Sarà un miniantipasto “bellico”. Oppure una prova muscolare dall’effetto prevalentemente scenografico. Comunque la si voglia mettere, la prima settimana “militare” di Donald Trump, da quando è presidente degli Stati Uniti, è già in grado di esprimere un valore economico molto eloquente. Si prenda l’ultima vicenda prepotentemente assurta agli onori della cronaca, ossia il lancio della superbomba Usa in Afghanistan per colpire le postazioni dell’Isis. Parliamo dell’ordigno Gbu-43 Moab, acronimo che tecnicamente sta per “Massive ordnance air blast bomb”, ribattezzato in “Mother of alla bombs”, ovvero la “madre di tutte le bombe”. Ebbene, parliamo di una bomba il cui valore si aggira intorno ai 15 milioni di dollari. E chi è il costruttore? Si tratta della McAlester Army Ammunition Plant, che fa direttamente capo al Governo degli Stati Uniti.

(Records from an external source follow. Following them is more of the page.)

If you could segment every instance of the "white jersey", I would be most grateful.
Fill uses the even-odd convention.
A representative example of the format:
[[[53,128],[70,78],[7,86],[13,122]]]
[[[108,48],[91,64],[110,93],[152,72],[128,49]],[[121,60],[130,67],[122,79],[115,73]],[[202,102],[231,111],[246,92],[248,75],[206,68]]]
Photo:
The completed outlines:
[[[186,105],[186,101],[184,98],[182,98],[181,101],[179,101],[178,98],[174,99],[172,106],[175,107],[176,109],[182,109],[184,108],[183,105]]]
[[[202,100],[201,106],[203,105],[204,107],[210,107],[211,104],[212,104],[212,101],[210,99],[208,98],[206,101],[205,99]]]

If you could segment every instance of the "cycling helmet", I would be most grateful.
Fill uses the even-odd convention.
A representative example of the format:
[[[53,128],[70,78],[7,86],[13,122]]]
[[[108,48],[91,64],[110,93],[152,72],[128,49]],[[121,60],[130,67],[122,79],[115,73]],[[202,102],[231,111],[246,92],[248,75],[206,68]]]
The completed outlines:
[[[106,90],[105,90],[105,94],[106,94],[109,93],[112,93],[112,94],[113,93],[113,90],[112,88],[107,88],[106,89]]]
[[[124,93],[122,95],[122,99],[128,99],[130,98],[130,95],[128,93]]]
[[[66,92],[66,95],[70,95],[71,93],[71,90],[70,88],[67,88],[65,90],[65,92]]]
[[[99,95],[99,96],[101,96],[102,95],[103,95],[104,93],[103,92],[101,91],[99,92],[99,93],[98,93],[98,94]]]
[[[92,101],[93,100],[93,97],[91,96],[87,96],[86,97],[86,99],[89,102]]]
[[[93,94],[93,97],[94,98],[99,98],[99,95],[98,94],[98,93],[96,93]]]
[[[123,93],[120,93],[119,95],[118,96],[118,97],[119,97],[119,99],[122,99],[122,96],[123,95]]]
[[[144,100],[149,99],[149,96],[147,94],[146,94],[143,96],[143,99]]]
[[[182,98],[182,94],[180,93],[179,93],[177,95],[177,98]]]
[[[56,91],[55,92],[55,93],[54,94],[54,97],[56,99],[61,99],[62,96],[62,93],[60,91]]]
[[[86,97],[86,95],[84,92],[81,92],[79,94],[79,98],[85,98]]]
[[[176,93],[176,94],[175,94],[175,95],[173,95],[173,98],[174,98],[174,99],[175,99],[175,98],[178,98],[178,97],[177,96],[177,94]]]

Il perimetro – Quando si tratta di strumenti bellici, però, non va dimenticato che un elemento tira l’altro. Il che significa che una spesa tira l’altra. La superbomba Moab, per esempio, non è certo “roba” che può essere sganciata da un qualsiasi aereo di guerra. A poterla lanciare, infatti, è soltanto un particolare tipo di velivolo che si chiama Mc-130 Combat Talon II, che costa qualcosa come 160 milioni di dollari ed è prodotto dal colosso della Difesa Usa Lockheed. Ma non finisce qui. Si prende il lancio di missili in Siria autorizzato da Trump sul finire della scorsa settimana, la mossa che ha inaugurato i primi sette giorni della controffensiva a stelle e strisce in Medio Oriente. Tutti gli organi di stampa hanno parlato dei 59 missili Tomahawk lanciati da due portaerei Usa dalle acque del Mar Mediterraneo. Anche qui, naturalmente, c’è una filiera economica. Si dà infatti il caso che i Tomahawk siano fondamentalmente prodotti da due aziende belliche Usa, la Raytheon e la McDonnel Douglas. Il costo di ciascun missile si aggira intorno agli 1,87 milioni di dollari, che moltiplicato per 59 (il numero di missili sganciati sulla Siria) fa arrivare il costo dell’operazione a 110 milioni di dollari. A tutto questo si devono aggiungere gli oneri di spostamento delle portaerei e tutta una serie di spese accessorie che accompagnano ogni azione militare, scenografica o meno. Così, per gli amanti dei numeri, viene fuori che i primi sette giorni di operazioni militari trumpiane hanno avuto un costo di almeno 300 milioni di dollari, a voler fare una stima prudenziale. Cinicamente parlando si tratta di dati che staranno facendo saltare di gioia i vertici delle più grosse aziende del settore difesa, americane in primis.

Il precedente – Del resto queste stesse aziende hanno avuto di che gioire a partire dalla fine di febbraio scorso, quando il nuovo presidente a stelle e strisce ha annunciato un aumento del 9% delle spese belliche nel bilancio federale del 2018. In soldoni, è stato spiegato in quel frangente, si tratta di 54 miliardi di dollari di risorse aggiuntive per il settore. Un dato che all’epoca è stato “festeggiato” in Borsa da tutte le principali società della Difesa, non solo negli Stati Uniti.